Columnist Susan Snyder: This ‘spam’ is hard to digest
Tuesday, Oct. 16, 2001 | 8:26 a.m.
Susan Snyder's column appears Tuesdays, Sundays and Fridays. Reach her at snyder@lasvegassun.com or 259-4082.
I almost miss the human contact of telemarketer calls.
Almost.
It's not so much the endearing way they call right when I'm trying to saute chicken with one hand and dump pasta into boiling water with the other while the cat winds around my ankles hoping said chicken will fall to the floor.
It's the game. Answer or don't answer. Answer and see who hesitates longest before someone speaks. Answer and mess with them.
The guy hawking MCI long distance service had a ready response for every reason I had for wanting to keep AT&T -- except one.
"I have AT&T because they have never called me at dinner hour," I said.
"Oh," he replied.
Back in the 1970s, I once overheard my mother take a call from someone selling cemetery plots. Mom had just returned home from the hospital after having some surgery.
"I just got out of the hospital. What do you know that I don't know?!" she asked the caller, who I can only assume was horrified.
But telemarketers now rarely have human voices, and they rarely use telephones. Most marketing now comes via e-mail -- "spam" as it's called in the language we've invented to go with our computers. (We've given up on trying to use the one we already have correctly.)
There's no one to argue with. There's no one to play with. There is only paragraph after paragraph of blather clogging my in-box.
"Guaranteed $5,000 line of gold credit with 0 percent interest!"
"Risk-free profits in betting!"
"Earn $2,000 a week stuffing envelopes at home!"
"Live anywhere you want and use the Internet to earn an income that can support you!" Probably by sending junk e-mail to thousands of other unsuspecting souls.
It wouldn't be so bad ... OK, so maybe it would ... if the information in the subject line had anything at all to do with the message. One of the 10 pieces of electronic dreck waiting for me Monday morning was a message apparently sent to me from me titled "Internet made easy."
It was actually an offer telling me how to borrow money so I'd be debt-free. (But if you borrow money, you're not ... oh, nevermind.)
"Reduce your pain."
I don't have one.
"Refinance your mortgage."
I don't have one.
"Increase the size of your ..."
I don't have one.
But I receive five or six messages a week offering various options for changing its dimensions. Now, that's a topic a telemarketer is not likely to raise at dinner time.

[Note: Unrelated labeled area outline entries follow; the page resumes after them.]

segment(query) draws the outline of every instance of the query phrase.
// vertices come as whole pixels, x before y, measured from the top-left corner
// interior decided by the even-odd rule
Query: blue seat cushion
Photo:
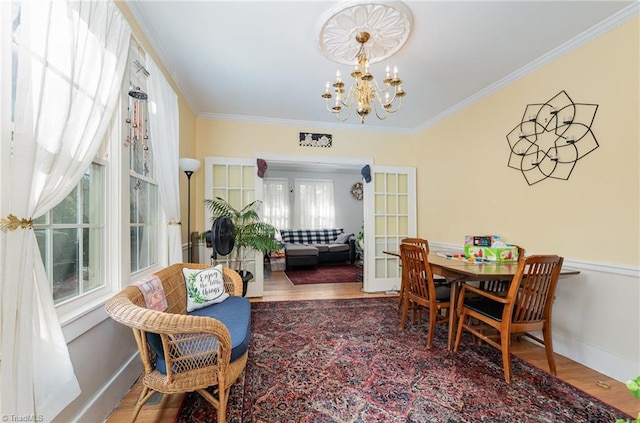
[[[247,298],[231,296],[221,303],[212,304],[188,313],[189,316],[205,316],[219,320],[231,335],[231,361],[241,357],[249,348],[251,338],[251,303]],[[147,341],[156,353],[156,369],[167,374],[162,350],[162,340],[156,333],[147,333]],[[213,346],[206,345],[209,349]]]

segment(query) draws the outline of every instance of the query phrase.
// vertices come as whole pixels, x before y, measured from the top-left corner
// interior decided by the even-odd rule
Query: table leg
[[[447,339],[447,348],[453,351],[453,343],[455,342],[456,329],[458,328],[458,291],[460,290],[462,279],[453,279],[449,284],[451,286],[451,308],[449,309],[449,338]]]

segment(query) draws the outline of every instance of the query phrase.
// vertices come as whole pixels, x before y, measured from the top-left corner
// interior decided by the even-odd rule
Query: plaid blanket
[[[330,244],[343,233],[342,228],[333,229],[281,229],[282,241],[291,244]]]

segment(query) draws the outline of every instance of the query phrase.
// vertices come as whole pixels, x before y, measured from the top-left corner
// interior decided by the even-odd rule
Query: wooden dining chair
[[[520,257],[524,257],[524,248],[514,245],[518,249],[518,259]],[[492,292],[496,295],[505,296],[507,294],[507,290],[509,289],[510,281],[505,281],[501,279],[497,280],[487,280],[480,281],[478,284],[478,288],[483,291]]]
[[[401,243],[400,257],[402,272],[406,278],[400,327],[402,329],[405,327],[409,308],[426,308],[429,311],[427,333],[427,349],[429,349],[433,343],[436,324],[449,322],[448,315],[442,314],[442,311],[450,311],[451,290],[448,286],[436,288],[427,253],[422,247]]]
[[[407,238],[401,239],[400,240],[400,244],[417,245],[417,246],[421,247],[425,251],[427,256],[429,256],[429,241],[427,241],[424,238],[407,237]],[[447,280],[444,279],[444,278],[434,278],[433,282],[435,283],[436,286],[442,286],[442,285],[446,285]],[[405,283],[404,272],[402,272],[401,279],[400,279],[400,295],[398,297],[398,310],[402,309],[402,301],[403,301],[403,298],[404,298],[404,287],[405,286],[406,286],[406,283]]]
[[[551,310],[562,262],[563,258],[557,255],[525,258],[523,254],[518,259],[518,268],[504,297],[465,284],[457,304],[459,320],[454,351],[460,347],[463,330],[470,332],[502,351],[504,378],[511,383],[511,335],[520,334],[544,345],[549,370],[555,375]],[[476,298],[468,298],[468,292],[475,294]],[[497,335],[487,335],[485,327],[495,329]],[[543,339],[529,333],[534,330],[542,330]]]

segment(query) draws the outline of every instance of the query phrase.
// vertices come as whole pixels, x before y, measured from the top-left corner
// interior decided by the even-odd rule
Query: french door
[[[365,292],[400,289],[400,259],[384,251],[398,251],[416,233],[415,168],[372,166],[364,184]]]
[[[239,159],[228,157],[205,157],[205,192],[204,198],[212,200],[216,197],[224,198],[236,210],[241,210],[256,198],[262,196],[256,192],[256,161],[255,159]],[[211,211],[205,206],[204,227],[209,229],[213,223]],[[212,249],[207,248],[207,259]],[[218,255],[215,264],[228,266],[229,256]],[[261,297],[264,292],[264,268],[262,252],[254,251],[253,256],[246,260],[242,270],[253,273],[253,279],[247,286],[247,297]],[[251,258],[252,257],[252,258]]]

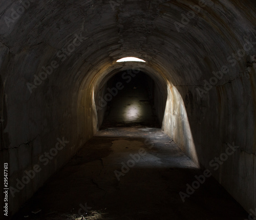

Most spam has a way in which people can remove themselves from the list. But we shouldn't have to go to the trouble, according to the Coalition Against Unsolicited Commercial Email, or CAUCE.
We shouldn't have to remove ourselves from lists we never asked to be on, the advocacy group says. And some reply addresses are fakes. The "remove" mail comes back as undeliverable.
There's no sport in that.
And simply hitting "delete" is like hanging up on the telemarketer before he's read his 180-word refinancing pitch without punctuation or pause.
"Wow, that's a great deal!" you say. "But I don't live here. I just stopped by to water the plants."